Wie im angegriffenen Beschluß, Seite 2 unten bis Seite 3, 4. Absatz, zutreffend dargelegt, erstreckt sich der in Figur 2 des DE 296 01 388 U1 dargestellte Querbereich der Glashalteleiste diagonal von der einen zur gegenüber liegenden Nutwand und ist in seinem Querbereich als druckstarr anzusehen, da nur bei einer derartigen Ausbildung die Glashalteleiste rastend in die Nut eingreifen kann, (vgl S 6 Abs 1).

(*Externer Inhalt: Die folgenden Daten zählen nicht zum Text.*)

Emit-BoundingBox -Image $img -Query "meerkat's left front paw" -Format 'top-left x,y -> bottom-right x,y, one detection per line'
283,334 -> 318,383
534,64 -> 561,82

Neu gegenüber dem Inhalt dieser Druckschrift ist aber beim Gegenstand des geltenden Anspruchs 1, daß eine Materialansammlung zur Bildung des druckstarren Bereichs des Haltestegs nahe der Nutöffnung vorgesehen ist.

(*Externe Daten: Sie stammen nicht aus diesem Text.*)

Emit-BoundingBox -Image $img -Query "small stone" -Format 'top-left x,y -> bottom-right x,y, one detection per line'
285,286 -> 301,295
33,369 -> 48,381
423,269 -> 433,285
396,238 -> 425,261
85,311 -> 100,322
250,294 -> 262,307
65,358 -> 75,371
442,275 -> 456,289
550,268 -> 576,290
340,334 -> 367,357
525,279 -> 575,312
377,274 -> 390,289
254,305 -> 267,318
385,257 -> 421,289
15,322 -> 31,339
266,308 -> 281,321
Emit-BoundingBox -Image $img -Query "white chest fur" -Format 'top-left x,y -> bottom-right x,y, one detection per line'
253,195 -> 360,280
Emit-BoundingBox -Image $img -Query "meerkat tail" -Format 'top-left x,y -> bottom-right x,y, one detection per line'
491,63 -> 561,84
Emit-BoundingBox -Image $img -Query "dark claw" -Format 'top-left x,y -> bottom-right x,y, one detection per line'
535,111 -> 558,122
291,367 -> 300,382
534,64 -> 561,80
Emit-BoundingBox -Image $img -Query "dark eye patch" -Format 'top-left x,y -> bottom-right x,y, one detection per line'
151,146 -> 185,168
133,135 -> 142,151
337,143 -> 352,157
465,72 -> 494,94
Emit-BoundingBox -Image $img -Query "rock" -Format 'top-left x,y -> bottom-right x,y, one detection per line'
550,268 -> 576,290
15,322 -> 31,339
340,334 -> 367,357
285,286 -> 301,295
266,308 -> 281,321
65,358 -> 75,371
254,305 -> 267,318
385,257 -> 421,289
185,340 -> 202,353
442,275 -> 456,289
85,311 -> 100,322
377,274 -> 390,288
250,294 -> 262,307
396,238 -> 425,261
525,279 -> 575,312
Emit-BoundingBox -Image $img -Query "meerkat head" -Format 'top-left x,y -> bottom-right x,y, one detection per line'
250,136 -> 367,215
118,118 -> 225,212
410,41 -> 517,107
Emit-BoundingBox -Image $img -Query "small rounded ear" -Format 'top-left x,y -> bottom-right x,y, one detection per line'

Neuheit ist auch gegenüber dem übrigen sich im Verfahren befindlichen Stand der Technik gegeben, da er nicht alle Merkmale des Anspruches 1 zeigt.

Aus diesen Gründen trifft die Begründung mangelnder Neuheit im Zurückweisungsbeschluß nicht mehr zu, so daß dieser aufzuheben war.

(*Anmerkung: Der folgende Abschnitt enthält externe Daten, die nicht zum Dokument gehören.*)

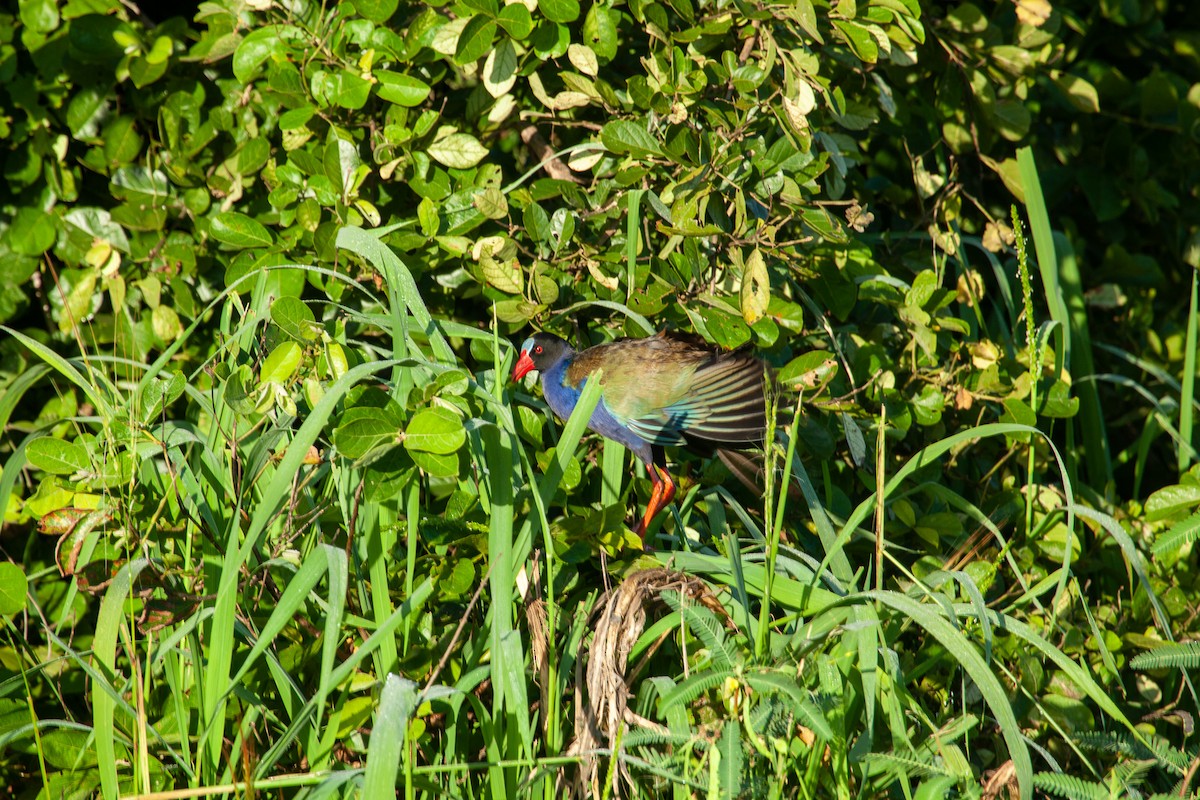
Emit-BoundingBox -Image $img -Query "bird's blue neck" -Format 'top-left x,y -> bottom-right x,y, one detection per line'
541,350 -> 652,463
541,353 -> 583,420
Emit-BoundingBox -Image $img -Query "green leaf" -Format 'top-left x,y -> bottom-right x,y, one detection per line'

3. Der Patentgegenstand ist unstreitig gewerblich anwendbar und beruht gegenüber dem vorliegenden Stand der Technik auf erfinderischer Tätigkeit.

Die DE 296 01 388 U1 läßt schon die zugrunde liegende Problematik nicht erkennen; denn in erster Linie geht es dort um die Verbesserung der Schall- und Wärmedämmung von Kunststofffenstern. Auch die dort enthaltene Lösung gibt keine Hinweise, eine Anordnung nach der Lehre des geltenden Anspruches 1 vorzusehen, denn diese Lösung zielt auf optimale Maße der Profilquerschnitte der Blend- und Flügelrahmen, der Verglasung und der Glashalteleiste, nicht aber auf den Haltesteg. Der Fachmann hatte demnach keinen Anlaß, die erfindungsgemäßen Maßnahmen zu treffen.

4. Dem Senat sind noch die DE 38 01 172 C2 (Anspruch 1 Sp 1 Z 20 bis 24 und 36, Sp 2 Z 68 bis Sp 3 Z 6 sowie Fig 1 und 2) und die DE 8 711 539 U1 (Anspruch 1 und 5 S 1 Z 20 bis S 2 Z 5, S 2, Z 9 bis 18, S 4 Z 23 bis 30 sowie Fig 1 und 2) bekanntgeworden, s. Anlage. Sie zeigen Glashalteleisten mit Haltestegen, die zwar die erfindungsgemäße Aufgabe lösen, aber dazu andere Mittel anwenden. Ihre Würdigung ist für das Patentbegehren wesentlich, da die Frage zu klären ist, ob durch sie der Fachmann eine Veranlassung hatte, einen Haltesteg für Glashalteleisten mit den Merkmalen des geltenden Anspruches 1 vorzusehen.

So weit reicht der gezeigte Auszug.